- More discussion here
- The complete discretization techniques
Main characteristics of discretizers
- Statics vs dynamic: static is independent of the learner and acts prior to the learning task. Most are static. Dynamic are ID3 discretizers, ITFP
- Univariate vs multivariate: multivariate consider all attributes to define the initial set of cut points (or final ones). Univariate inly work with one attribute at the time
- Supervised vs unsupervised: Supervised consider heuristic measures to determine the best cut points( entropy, interdependence etc..). Most are supervised. Unsupervised discretizers are equal width and equal frequency.
- Splitting vs merging: Splitting methods establish a cut point among all possible boundaries and divide the domain into two intervals. Merging starts with a predefined partition and remove a candidate cut point to mix both intervals
- Global vs local: To make a decision a discretizer can either require all available data in the attribute or use only partial information
- Direct vs incremental: direct discretizers divide the range into k intervals simultaneously. By contrast incremental pass through an improvement process (also called hierarchical discretizers)

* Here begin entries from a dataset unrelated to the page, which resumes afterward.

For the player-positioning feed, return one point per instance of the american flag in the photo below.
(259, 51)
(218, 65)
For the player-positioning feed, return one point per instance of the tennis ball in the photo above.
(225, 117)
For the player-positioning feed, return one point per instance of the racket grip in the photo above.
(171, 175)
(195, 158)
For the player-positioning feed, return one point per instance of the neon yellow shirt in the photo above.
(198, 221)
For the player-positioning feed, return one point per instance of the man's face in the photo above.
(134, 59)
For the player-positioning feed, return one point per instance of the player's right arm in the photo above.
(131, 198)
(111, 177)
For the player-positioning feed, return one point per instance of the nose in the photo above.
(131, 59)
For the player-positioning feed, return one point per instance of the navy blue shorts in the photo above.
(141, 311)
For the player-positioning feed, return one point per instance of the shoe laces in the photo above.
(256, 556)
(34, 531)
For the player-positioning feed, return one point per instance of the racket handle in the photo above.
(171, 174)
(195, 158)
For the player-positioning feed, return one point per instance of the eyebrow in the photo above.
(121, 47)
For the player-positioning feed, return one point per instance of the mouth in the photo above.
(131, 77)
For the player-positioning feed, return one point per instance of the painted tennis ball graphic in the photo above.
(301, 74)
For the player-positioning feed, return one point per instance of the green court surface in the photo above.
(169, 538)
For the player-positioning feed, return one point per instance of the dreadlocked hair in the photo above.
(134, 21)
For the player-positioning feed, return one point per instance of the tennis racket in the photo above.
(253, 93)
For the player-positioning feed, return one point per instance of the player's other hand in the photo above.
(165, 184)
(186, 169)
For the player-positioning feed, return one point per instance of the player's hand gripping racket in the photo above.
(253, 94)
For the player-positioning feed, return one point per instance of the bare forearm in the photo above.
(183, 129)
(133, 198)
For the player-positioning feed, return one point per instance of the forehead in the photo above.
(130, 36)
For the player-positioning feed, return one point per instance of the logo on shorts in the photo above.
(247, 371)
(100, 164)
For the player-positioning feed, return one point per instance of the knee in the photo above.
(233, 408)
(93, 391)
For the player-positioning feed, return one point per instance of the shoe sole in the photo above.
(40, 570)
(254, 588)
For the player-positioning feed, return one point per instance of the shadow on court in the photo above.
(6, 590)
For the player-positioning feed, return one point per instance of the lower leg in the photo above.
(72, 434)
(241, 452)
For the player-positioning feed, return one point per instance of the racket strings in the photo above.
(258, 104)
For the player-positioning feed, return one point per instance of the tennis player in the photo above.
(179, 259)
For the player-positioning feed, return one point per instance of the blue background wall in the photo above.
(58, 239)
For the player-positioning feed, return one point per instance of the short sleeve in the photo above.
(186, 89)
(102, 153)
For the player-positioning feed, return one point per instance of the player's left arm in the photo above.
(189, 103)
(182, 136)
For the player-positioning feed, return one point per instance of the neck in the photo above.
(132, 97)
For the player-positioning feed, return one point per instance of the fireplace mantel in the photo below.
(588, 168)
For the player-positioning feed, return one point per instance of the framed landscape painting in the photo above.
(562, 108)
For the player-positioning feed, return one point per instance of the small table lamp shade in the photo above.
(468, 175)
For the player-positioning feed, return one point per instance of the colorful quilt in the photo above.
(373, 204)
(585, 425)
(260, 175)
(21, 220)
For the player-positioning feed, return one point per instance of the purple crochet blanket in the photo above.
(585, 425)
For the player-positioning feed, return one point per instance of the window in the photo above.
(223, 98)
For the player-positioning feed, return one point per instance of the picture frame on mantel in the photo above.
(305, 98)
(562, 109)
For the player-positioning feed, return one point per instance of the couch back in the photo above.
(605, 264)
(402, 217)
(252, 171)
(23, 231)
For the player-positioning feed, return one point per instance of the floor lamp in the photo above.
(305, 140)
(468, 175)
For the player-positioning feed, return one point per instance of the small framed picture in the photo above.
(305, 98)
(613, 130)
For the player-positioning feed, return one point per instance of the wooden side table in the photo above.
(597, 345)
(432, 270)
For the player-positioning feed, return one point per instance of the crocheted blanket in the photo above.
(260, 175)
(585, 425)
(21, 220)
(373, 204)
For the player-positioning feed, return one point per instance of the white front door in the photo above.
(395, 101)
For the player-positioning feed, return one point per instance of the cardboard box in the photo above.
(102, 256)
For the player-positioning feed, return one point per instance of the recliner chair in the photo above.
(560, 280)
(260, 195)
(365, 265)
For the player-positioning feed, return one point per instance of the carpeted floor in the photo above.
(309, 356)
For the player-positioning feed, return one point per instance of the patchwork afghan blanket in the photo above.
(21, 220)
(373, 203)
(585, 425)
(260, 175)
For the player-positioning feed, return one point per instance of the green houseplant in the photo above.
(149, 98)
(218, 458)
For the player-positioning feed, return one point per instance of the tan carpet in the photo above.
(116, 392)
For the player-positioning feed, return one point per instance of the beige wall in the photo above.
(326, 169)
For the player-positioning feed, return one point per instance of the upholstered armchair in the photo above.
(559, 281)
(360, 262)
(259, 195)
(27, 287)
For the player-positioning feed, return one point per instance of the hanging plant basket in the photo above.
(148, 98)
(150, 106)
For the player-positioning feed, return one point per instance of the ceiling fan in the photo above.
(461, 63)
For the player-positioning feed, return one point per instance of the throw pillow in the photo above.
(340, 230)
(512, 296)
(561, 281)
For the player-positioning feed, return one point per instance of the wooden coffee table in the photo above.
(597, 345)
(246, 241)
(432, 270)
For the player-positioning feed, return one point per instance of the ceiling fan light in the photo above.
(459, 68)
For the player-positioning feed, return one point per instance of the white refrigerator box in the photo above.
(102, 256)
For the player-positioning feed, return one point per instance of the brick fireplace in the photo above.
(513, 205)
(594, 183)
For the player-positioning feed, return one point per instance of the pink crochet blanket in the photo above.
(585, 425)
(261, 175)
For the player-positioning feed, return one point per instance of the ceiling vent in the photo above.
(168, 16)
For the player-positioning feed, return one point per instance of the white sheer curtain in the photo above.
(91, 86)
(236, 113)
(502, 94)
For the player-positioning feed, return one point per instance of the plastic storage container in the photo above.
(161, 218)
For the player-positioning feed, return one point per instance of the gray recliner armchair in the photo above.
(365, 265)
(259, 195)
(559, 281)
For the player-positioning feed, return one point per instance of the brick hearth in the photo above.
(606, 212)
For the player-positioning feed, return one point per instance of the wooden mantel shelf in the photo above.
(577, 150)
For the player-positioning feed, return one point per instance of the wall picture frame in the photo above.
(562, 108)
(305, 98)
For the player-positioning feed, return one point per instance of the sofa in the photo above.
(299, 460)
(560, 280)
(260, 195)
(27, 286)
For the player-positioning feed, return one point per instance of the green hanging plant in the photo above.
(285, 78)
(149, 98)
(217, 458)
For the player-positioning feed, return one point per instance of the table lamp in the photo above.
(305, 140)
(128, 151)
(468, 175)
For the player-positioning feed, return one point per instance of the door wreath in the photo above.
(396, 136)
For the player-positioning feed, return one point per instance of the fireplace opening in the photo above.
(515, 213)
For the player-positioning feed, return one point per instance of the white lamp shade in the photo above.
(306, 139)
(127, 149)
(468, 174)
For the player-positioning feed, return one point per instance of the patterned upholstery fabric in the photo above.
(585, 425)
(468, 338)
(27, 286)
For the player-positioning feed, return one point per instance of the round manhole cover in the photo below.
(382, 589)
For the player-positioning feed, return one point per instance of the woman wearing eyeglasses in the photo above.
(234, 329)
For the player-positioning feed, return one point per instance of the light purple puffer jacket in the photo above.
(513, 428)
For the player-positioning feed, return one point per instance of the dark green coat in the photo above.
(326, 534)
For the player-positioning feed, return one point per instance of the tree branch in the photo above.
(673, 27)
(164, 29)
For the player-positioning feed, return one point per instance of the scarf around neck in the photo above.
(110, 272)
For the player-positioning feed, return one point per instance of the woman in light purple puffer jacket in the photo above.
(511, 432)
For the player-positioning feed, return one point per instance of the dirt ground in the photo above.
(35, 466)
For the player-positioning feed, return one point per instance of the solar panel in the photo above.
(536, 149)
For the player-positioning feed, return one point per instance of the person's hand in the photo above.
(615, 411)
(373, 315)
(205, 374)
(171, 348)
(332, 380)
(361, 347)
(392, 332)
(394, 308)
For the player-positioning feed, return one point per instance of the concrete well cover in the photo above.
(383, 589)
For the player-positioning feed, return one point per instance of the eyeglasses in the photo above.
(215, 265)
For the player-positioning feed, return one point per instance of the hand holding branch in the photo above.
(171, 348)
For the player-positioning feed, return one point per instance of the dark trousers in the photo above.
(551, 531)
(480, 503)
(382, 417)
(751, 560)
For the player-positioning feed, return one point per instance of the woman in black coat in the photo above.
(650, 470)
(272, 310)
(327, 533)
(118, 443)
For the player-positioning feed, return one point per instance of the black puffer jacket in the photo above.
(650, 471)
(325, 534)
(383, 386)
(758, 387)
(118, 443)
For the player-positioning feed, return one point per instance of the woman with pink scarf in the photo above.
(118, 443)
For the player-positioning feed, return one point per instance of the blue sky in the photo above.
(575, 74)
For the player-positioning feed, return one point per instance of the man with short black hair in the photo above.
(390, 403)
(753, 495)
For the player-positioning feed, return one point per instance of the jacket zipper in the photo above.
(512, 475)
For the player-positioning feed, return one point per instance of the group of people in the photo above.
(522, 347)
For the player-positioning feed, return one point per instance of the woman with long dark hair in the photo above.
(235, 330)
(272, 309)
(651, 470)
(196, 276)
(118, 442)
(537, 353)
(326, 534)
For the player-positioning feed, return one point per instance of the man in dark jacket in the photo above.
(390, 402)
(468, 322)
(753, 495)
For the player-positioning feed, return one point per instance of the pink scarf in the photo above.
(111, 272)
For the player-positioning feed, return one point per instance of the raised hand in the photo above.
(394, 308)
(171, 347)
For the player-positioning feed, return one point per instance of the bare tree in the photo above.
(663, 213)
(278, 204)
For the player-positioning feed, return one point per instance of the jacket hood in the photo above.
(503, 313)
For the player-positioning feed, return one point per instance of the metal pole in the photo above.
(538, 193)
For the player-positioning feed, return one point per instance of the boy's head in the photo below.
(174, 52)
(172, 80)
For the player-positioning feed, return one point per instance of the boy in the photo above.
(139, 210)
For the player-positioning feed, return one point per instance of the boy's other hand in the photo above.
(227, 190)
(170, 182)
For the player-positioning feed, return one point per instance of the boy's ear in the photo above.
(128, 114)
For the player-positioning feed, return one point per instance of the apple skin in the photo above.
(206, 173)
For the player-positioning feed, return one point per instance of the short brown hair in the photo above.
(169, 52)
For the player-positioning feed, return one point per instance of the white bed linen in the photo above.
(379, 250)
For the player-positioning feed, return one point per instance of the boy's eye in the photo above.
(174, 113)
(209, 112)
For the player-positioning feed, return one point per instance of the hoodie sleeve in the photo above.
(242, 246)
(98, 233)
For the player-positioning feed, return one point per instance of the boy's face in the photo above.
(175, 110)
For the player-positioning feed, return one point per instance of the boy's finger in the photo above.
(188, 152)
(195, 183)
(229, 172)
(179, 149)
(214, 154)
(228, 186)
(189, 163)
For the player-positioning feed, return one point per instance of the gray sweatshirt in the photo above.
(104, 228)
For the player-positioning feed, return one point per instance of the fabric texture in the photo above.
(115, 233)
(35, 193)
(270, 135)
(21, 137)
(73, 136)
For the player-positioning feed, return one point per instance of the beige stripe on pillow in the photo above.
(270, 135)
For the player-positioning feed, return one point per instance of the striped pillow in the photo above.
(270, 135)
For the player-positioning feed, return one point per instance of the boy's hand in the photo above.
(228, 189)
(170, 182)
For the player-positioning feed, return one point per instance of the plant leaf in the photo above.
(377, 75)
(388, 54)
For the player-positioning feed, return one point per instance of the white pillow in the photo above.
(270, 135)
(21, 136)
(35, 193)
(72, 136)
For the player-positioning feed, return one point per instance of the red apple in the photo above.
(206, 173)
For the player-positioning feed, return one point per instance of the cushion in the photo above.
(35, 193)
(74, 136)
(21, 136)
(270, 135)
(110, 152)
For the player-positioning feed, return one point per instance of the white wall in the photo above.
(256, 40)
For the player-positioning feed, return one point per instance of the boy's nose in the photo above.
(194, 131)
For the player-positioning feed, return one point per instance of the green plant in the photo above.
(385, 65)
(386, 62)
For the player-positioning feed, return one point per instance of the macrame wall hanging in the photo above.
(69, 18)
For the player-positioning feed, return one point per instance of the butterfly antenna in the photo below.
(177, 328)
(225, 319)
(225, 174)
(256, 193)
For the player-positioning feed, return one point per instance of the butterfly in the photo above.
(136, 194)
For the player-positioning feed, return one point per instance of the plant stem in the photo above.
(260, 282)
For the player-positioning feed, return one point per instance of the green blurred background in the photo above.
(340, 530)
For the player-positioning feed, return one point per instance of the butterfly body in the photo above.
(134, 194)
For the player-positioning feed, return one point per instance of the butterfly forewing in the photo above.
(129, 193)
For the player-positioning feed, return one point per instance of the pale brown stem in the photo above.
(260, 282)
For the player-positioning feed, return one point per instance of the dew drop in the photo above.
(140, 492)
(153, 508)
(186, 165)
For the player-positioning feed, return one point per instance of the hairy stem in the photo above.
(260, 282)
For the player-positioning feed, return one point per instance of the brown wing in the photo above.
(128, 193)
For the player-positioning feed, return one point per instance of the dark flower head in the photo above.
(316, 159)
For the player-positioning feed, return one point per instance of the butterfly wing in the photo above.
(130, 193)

- Evaluation measure: metrics used by the discretizer to compare to candidate schemes: (information measure, statistical measure, rough sets, wrappers, binning)
- Parametric vs nonparametric: parametric (ChiMerge, CADD) requires a maximum number of intervals fixed by the user. Non parametric (MDLP, CAIM) computes the minimum number of intervals considering a tradeoff with loss of information
- Top down vs bottom up: Top down starts with an empty discretization and adds a new cut point every time (MDLP). Bottom up starts with all possible cutpoints and merge two intervals (ChiMerge)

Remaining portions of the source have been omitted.